FCC Orders Bell Atlantic to Repay Rainbow

Washington-Bell Atlantic Corp. must pay damages totaling $345,600 plus interest from Oct. 4, 1996, to Rainbow Programming Holdings Inc. in a dispute over access to the telco's video-dialtone platform in Dover Township, N.J.

The Federal Communications Commission ruled July 6 that damages and interest were appropriate because Bell Atlantic repeatedly refused to license Rainbow the necessary software to deliver programming to subscribers after promising the company and the FCC that it would.

"In light of these facts, we conclude that Bell Atlantic's refusal to make the ... software available to Rainbow was an unjust and unreasonable practice," the FCC said in a decision by its Enforcement Bureau.

Rainbow is the programming arm of Cablevision Systems Corp., the Bethpage, N.Y.-based MSO that serves about 2.6 million cable subscribers in New York, New Jersey, Connecticut and Massachusetts.

The issues in the case go back five years, to the time when the FCC attempted to allow phone companies to compete with cable operators while phone companies' video services were tightly regulated.

The commission created the VDT scheme to bypass a federal law that barred local phone companies from providing video programming directly to their local phone customers. Congress enacted the ban in 1984, fearing phone companies would leverage their voice monopolies to take control of the cable business.

Viewing cable as a mature business no longer in need of protection, the FCC decided in 1994 to allow phone companies into cable, but limited the telcos' investments in programmers to 5 percent equity or less and compelled them to establish a platform that programmers could access at tariffed rates.

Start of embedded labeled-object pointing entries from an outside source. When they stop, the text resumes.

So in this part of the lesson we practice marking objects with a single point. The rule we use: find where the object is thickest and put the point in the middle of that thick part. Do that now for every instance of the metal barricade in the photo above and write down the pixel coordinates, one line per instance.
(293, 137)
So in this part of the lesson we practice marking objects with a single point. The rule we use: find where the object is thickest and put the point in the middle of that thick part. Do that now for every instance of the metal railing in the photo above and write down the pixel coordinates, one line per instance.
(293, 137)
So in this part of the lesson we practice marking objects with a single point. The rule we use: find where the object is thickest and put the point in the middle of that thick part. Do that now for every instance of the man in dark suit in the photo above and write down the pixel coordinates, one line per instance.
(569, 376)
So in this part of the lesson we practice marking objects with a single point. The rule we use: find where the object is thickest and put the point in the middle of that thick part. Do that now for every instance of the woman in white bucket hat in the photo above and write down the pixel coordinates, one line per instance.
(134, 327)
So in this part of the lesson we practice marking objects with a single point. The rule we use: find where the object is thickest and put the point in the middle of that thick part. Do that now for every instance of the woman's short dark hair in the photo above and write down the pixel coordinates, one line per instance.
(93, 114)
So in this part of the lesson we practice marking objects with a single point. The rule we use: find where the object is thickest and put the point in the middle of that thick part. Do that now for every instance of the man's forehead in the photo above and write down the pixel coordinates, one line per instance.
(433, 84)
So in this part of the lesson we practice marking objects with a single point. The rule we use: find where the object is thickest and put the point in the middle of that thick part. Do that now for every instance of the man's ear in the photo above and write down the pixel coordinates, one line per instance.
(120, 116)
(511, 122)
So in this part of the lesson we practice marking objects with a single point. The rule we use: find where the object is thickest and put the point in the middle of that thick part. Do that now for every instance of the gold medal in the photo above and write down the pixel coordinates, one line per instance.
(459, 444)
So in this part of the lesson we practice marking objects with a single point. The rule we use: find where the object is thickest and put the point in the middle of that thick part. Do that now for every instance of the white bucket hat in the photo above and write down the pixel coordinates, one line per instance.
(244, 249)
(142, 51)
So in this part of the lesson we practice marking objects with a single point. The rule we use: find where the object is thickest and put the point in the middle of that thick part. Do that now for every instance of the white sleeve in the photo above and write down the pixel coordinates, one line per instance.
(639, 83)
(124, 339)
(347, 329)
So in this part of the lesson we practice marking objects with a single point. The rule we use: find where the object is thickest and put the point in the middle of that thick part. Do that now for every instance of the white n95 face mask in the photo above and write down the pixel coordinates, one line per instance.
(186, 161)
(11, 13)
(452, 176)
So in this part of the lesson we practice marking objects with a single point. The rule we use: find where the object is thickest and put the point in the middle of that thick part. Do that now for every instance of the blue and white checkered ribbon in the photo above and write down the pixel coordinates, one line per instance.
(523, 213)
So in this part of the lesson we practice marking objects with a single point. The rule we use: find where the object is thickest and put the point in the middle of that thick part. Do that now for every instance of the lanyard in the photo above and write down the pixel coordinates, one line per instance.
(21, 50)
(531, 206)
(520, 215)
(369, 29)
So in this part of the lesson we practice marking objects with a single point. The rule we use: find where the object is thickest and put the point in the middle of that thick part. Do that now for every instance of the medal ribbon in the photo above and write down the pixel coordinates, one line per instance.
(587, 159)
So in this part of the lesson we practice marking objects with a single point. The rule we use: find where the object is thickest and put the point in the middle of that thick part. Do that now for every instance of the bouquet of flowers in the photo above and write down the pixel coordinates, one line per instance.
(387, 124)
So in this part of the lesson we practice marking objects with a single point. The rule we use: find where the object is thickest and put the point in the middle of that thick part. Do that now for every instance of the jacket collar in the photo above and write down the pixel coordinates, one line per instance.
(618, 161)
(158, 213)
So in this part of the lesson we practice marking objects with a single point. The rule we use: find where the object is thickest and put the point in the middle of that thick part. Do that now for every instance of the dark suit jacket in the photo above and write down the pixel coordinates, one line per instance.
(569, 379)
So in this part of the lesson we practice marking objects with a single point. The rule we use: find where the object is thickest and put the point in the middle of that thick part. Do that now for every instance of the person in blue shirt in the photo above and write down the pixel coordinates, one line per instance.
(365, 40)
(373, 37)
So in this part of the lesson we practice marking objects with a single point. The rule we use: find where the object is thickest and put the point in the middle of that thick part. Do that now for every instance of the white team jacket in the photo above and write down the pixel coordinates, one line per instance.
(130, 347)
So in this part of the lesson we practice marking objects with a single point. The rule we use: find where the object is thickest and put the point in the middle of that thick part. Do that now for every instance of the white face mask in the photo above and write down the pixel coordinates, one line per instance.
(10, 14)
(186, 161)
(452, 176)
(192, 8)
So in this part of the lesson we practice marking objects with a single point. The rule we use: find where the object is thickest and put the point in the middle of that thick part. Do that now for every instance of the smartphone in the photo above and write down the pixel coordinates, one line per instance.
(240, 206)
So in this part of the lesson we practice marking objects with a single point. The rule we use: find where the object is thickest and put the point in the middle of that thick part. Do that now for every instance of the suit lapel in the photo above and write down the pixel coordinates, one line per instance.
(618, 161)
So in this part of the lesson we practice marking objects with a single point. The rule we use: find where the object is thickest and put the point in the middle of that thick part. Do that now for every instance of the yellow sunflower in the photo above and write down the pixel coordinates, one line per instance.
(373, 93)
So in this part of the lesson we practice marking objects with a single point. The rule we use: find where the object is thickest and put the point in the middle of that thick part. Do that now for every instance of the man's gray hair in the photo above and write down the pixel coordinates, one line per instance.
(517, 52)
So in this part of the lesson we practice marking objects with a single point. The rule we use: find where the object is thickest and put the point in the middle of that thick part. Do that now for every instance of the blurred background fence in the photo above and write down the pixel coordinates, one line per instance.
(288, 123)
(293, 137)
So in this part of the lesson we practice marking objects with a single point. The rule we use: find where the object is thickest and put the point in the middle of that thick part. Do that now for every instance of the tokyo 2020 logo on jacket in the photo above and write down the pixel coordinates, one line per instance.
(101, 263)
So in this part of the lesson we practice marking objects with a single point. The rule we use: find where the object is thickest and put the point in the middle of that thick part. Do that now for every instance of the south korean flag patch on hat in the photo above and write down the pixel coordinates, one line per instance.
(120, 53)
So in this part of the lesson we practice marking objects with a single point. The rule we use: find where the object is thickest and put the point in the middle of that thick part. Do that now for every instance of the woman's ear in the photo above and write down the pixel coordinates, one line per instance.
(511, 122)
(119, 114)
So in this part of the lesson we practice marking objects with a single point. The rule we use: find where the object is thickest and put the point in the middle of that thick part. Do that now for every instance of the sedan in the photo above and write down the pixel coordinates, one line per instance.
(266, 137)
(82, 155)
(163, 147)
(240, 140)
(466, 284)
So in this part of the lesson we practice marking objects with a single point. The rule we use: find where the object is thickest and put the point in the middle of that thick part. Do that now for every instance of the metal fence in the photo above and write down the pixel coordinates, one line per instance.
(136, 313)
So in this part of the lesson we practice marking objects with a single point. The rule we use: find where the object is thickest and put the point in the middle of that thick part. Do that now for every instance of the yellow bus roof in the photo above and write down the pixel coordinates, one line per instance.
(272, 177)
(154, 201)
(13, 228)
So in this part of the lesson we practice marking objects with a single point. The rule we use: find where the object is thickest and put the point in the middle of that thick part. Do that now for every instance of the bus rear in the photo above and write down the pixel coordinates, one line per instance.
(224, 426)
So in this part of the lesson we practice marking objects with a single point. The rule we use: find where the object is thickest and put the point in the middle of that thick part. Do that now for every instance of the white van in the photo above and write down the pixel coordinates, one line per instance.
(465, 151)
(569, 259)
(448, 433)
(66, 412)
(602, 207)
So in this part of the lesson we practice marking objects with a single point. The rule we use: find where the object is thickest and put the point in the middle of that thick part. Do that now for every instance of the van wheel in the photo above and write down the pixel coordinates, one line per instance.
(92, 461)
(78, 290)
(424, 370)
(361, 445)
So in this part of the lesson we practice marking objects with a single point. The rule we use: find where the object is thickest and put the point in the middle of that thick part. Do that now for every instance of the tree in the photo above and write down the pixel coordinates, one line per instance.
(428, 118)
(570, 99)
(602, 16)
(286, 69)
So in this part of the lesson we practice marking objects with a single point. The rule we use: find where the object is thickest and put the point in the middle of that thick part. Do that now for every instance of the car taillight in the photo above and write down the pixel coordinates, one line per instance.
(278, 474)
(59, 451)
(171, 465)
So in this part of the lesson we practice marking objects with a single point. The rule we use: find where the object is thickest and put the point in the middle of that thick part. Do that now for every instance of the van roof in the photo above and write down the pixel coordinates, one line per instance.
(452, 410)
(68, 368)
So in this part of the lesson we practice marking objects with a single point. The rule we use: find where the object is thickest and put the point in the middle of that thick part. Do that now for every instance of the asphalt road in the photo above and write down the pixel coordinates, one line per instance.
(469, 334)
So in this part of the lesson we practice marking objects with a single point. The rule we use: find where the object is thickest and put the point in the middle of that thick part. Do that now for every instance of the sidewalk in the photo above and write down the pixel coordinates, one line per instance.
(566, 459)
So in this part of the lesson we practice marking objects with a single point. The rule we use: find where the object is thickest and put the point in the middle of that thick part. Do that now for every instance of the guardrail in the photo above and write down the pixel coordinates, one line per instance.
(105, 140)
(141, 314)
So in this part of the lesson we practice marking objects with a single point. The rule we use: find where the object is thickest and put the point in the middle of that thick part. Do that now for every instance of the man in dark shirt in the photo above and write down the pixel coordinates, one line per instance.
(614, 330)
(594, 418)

In 1996, Congress immediately lifted the cable-phone company cross-ownership ban, created open-video systems to allow phone companies to provide video without franchises and ordered the FCC to abolish its VDT rules.

Rainbow's dispute with Bell Atlantic resulted from Rainbow's attempt to test whether Bell Atlantic was in fact providing an open platform under the VDT rules. In early 1995, Rainbow paid Bell Atlantic $345,600 to reserve 192 channels on the VDT system it began operating in January 1996.

When Rainbow found it could not provide service without the necessary software promised by Bell Atlantic, it demanded its money back in October 1996. But Bell Atlantic refused, prompting Rainbow to file a complaint with the FCC.

"We are very pleased that the FCC has validated Rainbow's position on this issue by requiring Bell Atlantic to refund, with interest, our channel deposit for their now-defunct video-dialtone system," Rainbow spokeswoman Christine Levesque said.

Bell Atlantic converted the VDT system to an OVS, later deciding to shut it down, Bell Atlantic spokeswoman Susan Butta said.